For over three decades, people of Gadap Town have walked miles on foot from their villages to vote for Pakistan People’s Party (PPP). Like thousands of other PPP supporters in rural Sindh, they too recall Benazir Bhutto with reverence. But all that might change.
Sindh Chief Minister Qaim Ali Shah’s decision to allot 8,000 acres of land to DHA in Kathore and Boil dehs, including the ancestral and agricultural lands of its voters, has pushed down PPP’s popularity graph.
According to Muhammad Azeem Kachelo, an area leader of the PPP, the party has 10,000 guaranteed voters in the area. The farmers and shepherds have not been the party’s strength only in Gadap but also in Malir, which is otherwise divided on ethnic and sectarian lines.
“And we are being displaced in return?” He says he approached everyone from PPP MPA Sajid Jokhio and MNA Sher Muhammad Baloch – and all of them said that they couldn’t do anything. “They say their hands are tied,” Azeem said while laughing. “Everyone is helpless when it comes to helping the voiceless.”
But it has also done something else, which was unthinkable till only three months ago. They have now grown to respect former chief minister Arbab Ghulam Rahim.
“We used to hate Arbab Ghulam Rahim. I used to call him a black crow,” says Muhammad Ali Kachelo. “But I respect him for what he did for the Sindhis.”
He was referring to Rahim’s move of cancelling a summary sent to him for building a naval housing scheme on the land in 2007. This move, whose significance even Rahim was unaware of then, has raised his stature in residents’ eyes.
Another local of Kathore, Ahmed Khan, thanked him for saving the indigenous people from displacement.
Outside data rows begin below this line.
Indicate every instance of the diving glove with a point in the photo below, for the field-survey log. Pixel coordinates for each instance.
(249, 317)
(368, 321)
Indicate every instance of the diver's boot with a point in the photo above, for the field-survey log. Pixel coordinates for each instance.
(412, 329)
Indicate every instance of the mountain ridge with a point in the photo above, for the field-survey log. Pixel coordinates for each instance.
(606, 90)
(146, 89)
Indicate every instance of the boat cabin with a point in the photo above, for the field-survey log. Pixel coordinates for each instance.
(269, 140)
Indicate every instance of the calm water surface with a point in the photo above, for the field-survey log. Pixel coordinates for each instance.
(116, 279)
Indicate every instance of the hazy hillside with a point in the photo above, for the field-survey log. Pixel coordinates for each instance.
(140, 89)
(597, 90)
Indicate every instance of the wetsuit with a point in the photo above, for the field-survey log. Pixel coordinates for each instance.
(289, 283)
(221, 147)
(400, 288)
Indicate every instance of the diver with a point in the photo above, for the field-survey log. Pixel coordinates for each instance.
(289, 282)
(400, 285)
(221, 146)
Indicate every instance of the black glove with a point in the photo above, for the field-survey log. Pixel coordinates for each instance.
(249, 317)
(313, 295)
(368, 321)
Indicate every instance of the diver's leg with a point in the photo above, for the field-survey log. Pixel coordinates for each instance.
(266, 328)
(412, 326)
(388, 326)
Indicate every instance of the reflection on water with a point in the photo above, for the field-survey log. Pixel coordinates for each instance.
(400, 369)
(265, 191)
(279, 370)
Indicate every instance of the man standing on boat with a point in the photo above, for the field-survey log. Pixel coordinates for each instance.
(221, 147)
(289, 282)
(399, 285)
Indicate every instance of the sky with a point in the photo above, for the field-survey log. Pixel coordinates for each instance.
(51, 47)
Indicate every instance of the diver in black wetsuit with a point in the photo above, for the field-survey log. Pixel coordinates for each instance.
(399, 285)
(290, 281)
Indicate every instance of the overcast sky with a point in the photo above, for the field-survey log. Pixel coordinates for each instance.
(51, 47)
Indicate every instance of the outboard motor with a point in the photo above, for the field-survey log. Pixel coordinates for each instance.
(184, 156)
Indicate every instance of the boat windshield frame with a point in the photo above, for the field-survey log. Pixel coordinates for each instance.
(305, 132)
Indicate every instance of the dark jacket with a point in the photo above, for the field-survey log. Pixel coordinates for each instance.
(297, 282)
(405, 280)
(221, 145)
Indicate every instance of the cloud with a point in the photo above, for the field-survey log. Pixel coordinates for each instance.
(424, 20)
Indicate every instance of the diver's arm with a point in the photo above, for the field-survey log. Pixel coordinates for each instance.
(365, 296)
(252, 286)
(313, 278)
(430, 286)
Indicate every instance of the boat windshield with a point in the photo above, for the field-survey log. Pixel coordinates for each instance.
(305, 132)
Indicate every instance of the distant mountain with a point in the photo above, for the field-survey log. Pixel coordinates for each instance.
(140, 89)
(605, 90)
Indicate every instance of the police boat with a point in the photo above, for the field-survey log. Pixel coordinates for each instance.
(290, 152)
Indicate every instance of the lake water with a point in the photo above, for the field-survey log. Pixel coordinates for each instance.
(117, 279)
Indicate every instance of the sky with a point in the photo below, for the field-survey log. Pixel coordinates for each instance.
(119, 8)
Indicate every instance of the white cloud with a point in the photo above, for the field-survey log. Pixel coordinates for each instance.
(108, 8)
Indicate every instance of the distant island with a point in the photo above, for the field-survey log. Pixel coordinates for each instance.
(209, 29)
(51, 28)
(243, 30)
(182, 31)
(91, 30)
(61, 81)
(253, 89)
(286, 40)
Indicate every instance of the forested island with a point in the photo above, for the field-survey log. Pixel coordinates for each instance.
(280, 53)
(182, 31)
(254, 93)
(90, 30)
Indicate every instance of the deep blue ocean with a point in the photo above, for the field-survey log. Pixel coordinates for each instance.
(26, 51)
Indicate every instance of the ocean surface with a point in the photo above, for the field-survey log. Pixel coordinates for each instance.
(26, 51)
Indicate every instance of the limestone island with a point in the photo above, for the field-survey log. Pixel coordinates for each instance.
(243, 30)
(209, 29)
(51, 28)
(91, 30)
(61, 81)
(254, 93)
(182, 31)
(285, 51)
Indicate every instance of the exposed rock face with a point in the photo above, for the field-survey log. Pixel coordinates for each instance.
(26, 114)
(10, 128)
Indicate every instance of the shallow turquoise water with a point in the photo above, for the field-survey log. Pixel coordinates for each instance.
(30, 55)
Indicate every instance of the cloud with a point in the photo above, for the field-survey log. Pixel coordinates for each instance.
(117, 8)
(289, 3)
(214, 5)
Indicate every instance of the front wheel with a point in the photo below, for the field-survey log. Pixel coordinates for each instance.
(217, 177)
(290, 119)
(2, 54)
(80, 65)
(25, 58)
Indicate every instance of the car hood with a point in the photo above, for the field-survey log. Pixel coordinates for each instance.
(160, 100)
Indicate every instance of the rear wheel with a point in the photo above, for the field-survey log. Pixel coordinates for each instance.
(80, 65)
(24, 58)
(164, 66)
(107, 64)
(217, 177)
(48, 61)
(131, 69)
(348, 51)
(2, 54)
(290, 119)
But he also had a prayer on the side. “I just hope PPP realizes what it’s doing.”
AS for Arbab Ghulam Rahim, he is overwhelmed by the support. “The navy did approach me. I am not against development but the locals have to be compensated fairly,” he told The Express Tribune on the telephone. He said that Karachi does need to be expanded. “Indeed, we need developers like the DHA. There is no other option. But the people can’t be displaced without giving them anything in return.”
Referring to sacking of revenue minister Imtiaz Sheikh, who was from his party – Pakistan Muslim League-Likeminded, Arbab said: “Manipulating the land record is very easy and very lucrative in Karachi. But I investigated the matter and removed him once he was found guilty.”
As DHA surveys the land before beginning construction, PPP MPA Sajid Jokhio warned that the party will lose its historic support among the people. “I am going to the courts with the local people anyway,” he said. “That’s the only way to fight it out.”
Published in The Express Tribune, May 18th, 2012.